The latter group, the cynical pragmatists, are negotiable. Their views and actions can be shaped by circumstances. If their narrative isn’t catching on they can just change it. In the supposed words of an aristocrat immediately before the French Revolution, “if we want things to stay the same – we’d better start changing”! These autocrats and dictators we can live with, to a degree.
It is the first group who are dangerous – the ‘true believers’, those who believe in their self-justifications. These are the ones who will refuse to budge, and so permit chaos to develop to a point where systems become unstable and unpredictable, and harm may be done. They are unresponsive, dogmatic. Insufficiently educated in the Machiavellian arts to understand. In a word, politically foolish.
Amanda Spielman, CEO of Ofsted, is of the first kind. She appears truly to believe that Ofsted “raises standards”, and that this is her job. This is why she is proving to be ruthlessly unbending in the wake of a suicide of a much-loved, much empathised head teacher – a clear victim of Ofsted pressures. ‘We sympathise and are saddened,’ goes her line, ‘but Ofsted still has a job to do informing parents of school standards’.
I’ll deal with the notion that raising standards is “my job” first – that’s an easy coconut to knock off its shy. The ‘raising standards’ argument is merely the waving ostrich feather behind which the politicians dance naked. Conservative politicians, in particular, cannot be remotely interested in raising standards, if this means credentialising and liberating the common classes to compete in the labour market for elite jobs, which belong to the economic elite by right. Labour embraces this falsehood out of a mistaken belief that they have to control education to achieve some kind of equality. But, no, Ofsted’s job is to police a National Curriculum that levels down state school students – to the point where a poor child in deepest rural Northumbria is fed the same curriculum gruel as the middle-class child of Islington professionals.
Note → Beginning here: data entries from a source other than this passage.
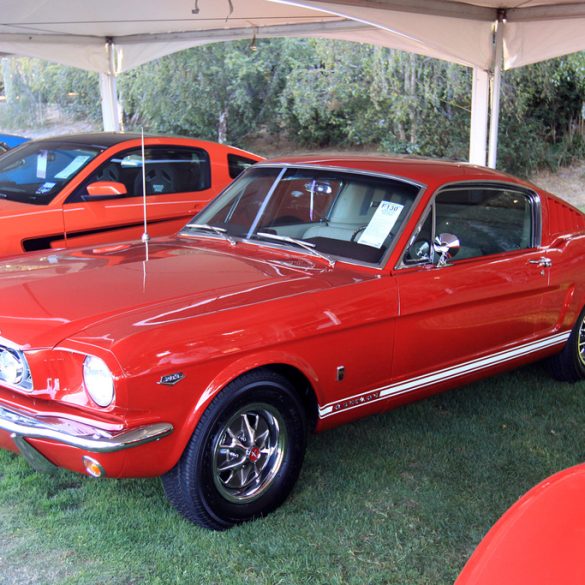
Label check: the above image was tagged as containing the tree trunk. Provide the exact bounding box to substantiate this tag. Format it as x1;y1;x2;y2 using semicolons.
218;109;228;144
2;58;14;103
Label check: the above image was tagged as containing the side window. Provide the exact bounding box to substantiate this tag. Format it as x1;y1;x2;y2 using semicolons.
435;188;533;260
69;146;210;202
403;186;535;265
228;154;258;179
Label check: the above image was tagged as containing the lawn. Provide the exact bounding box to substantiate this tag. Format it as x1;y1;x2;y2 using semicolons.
1;362;584;585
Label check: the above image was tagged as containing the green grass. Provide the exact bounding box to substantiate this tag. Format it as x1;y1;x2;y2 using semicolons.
2;362;585;585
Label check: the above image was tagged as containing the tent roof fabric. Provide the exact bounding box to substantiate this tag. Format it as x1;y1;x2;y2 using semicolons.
0;1;583;73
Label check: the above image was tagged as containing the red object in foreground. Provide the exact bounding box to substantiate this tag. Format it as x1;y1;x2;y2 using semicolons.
0;132;262;258
1;155;585;530
456;464;585;585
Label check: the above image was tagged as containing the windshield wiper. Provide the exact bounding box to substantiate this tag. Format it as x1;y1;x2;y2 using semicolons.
255;232;335;268
184;223;236;246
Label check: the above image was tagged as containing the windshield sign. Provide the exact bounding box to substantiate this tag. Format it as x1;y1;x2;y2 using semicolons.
0;141;102;205
184;166;420;265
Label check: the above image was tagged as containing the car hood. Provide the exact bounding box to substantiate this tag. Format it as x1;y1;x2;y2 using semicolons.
0;237;364;350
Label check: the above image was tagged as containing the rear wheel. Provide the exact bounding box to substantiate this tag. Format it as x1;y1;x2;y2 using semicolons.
549;307;585;382
162;369;307;530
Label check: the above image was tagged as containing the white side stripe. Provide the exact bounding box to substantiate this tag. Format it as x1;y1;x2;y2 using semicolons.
318;331;570;419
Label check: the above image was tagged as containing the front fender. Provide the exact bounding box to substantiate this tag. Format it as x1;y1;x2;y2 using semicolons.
166;349;323;471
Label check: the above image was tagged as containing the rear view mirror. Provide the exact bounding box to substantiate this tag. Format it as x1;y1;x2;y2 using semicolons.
404;239;431;264
86;181;127;197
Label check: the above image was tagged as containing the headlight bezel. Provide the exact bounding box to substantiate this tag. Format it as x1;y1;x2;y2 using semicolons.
0;345;32;391
83;355;115;408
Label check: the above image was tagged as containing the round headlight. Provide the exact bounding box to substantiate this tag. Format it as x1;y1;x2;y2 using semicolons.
0;347;25;386
83;355;115;407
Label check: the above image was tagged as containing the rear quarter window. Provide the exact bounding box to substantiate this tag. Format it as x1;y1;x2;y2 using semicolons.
228;154;258;179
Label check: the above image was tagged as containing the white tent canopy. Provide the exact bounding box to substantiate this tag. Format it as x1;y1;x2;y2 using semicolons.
1;0;585;166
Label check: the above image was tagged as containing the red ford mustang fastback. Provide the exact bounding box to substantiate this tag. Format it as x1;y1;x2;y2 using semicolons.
0;156;584;530
0;133;261;258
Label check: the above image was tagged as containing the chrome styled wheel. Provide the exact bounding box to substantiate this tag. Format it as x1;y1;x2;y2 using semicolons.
161;369;307;530
212;403;287;503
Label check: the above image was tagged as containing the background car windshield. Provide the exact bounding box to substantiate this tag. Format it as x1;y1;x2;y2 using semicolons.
191;166;420;264
0;141;102;205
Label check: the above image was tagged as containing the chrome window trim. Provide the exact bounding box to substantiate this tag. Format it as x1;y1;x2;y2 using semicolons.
254;162;426;190
396;180;542;270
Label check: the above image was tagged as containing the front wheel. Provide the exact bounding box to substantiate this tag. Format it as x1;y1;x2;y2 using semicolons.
162;369;307;530
549;307;585;382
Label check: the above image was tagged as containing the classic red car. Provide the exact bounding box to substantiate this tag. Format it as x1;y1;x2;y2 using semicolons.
0;156;584;530
0;133;262;258
456;463;585;585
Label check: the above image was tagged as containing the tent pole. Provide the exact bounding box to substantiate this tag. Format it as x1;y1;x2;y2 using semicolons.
99;39;121;132
469;67;489;166
487;14;504;169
Ofsted disciplines teachers, reminds teachers and schools that they work in a command-and-control system with which they have to comply.
As for standards themselves, what are they and where do they come from? Well, think about this. We haven’t invented schools yet, and there are no exams. Do educational ‘standards’ somehow exist even so – abstract, arriving, as it were, on an interstellar meteor? Nooo…hardly. They are invented – by whomsoever has the power to do so. You know this to be true, because if too many school students are passing exams with A Grades an education minister will declare his or her indignation and instruct the examination boards to make next year’s exams harder. If too few students are passing – to the indignation, this time, of parents (voters) – then the exam boards are required to make exams easier. Slide the pass-Grade (standard) up and down to achieve the desired effect.
In any event, we know from extensive educational research on assessment such things as that on a 5-point scale there will be a difference in student results where the grades are A-B-C-D-E, as opposed to Excellent, Good, Satisfactory, Unsatisfactory, Fail; that there can be significant slippage between an A and a C depending on who is doing the marking; that the wording of exam questions can give advantage to some students over others; that knowledge learned rapidly for passing a test has a very short half-life, compared with knowledge learned slowly out of genuine student interest; and that the greater the pressure for exam results to improve, the more corruption is evoked in the school system to achieve that – especially where school income is dependent on results. And, since it is simply delusional to compare both the knowledge needs and the performance of the Northumbrian student with the Islington student we cannot simply average out exam performance across a population to create a ‘norm’ – a supposed standard for achievement. We are comparing apples with bicycles.
And the parallel belief that Ofsted is holding schools accountable on behalf of parents, this, too, is a tragically comical distortion. It takes a second or two of reflection to realise that you can only be held accountable for that over which you have responsibility. It is absurd, fatuous and unjust to hold teachers to account for a curriculum and a school regime over which they have little, if any, say. But Ofsted only looks ‘down’ the system at the implementers – not ‘up’ the system at its designers. Who holds education ministers and their advisers to account for the bureaucratised, politicised and ideological curriculum forced on English schools? Well, the Parliamentary Education Select Committee, supposedly, though that Committee, too, has always bought into these deadly fictions.
Amanda Spielmann clearly understands little, if anything, of this, and merely parrots the words set out in her job description. Not only do schools live under a regime of dissimulation, delusion and threat, they are subject to leadership by a fool.